Just as the UK economy should be getting back to normal – with oil and gas – it seems that the disruptions to supply chains and other shortages mean recovery has come to a grinding halt.
According to the ONS deputy national statistician for economic statistics Jonathan Athow said: “The service sector saw no growth overall with growth in IT, financial services and outdoor events – which could operate more fully in July – offsetting large falls in retail and law firms.”
International students generate huge economic gains
According to research, one year’s intake of students from outside the EU, studying at British universities, generates economic activity worth £390 for each person in the UK each year, rising to more than £700 for every inhabitant of London.

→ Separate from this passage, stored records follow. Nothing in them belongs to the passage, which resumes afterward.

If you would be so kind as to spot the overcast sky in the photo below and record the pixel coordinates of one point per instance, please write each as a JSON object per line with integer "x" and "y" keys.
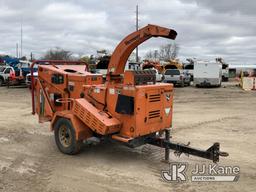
{"x": 206, "y": 29}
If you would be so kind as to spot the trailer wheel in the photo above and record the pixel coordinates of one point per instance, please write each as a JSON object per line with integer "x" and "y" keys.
{"x": 65, "y": 137}
{"x": 182, "y": 84}
{"x": 1, "y": 82}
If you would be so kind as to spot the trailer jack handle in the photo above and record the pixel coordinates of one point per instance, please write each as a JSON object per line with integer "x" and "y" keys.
{"x": 212, "y": 153}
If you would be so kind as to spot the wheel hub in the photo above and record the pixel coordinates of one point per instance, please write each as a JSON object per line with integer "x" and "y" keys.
{"x": 65, "y": 136}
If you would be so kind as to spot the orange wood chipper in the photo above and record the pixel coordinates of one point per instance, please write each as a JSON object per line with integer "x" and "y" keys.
{"x": 129, "y": 107}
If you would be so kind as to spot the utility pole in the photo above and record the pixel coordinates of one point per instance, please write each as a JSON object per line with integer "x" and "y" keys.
{"x": 21, "y": 40}
{"x": 17, "y": 50}
{"x": 137, "y": 28}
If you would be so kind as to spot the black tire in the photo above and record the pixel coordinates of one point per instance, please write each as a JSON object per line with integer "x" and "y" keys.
{"x": 1, "y": 82}
{"x": 65, "y": 137}
{"x": 182, "y": 84}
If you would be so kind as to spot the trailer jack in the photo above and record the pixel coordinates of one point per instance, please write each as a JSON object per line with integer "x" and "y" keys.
{"x": 212, "y": 153}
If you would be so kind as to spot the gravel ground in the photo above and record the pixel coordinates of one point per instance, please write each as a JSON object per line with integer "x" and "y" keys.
{"x": 30, "y": 160}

After costs of teaching support and their use of public services had been accounted for, in total, the 272,000 students outside the UK who began higher education in 2018-2019 would generate close to £26bn in net economic activity
That translates to generating £1m of net economic impact during the studies of just 10 international students arriving from outside the EU.
This data comes from an analysis of the UK economic income generated by each group of international students, including EU students, from tuition and other expenses, and the subsequent multiplier effect on the economy in terms of job creation and other expenses.
The research, published by the Higher Education Policy Institute (Hepi) and Universities UK International (UUKI), estimates that Sheffield Central benefits from nearly 3,000 students to the tune of £290m, and Nottingham South by £261m for each year’s worth of students.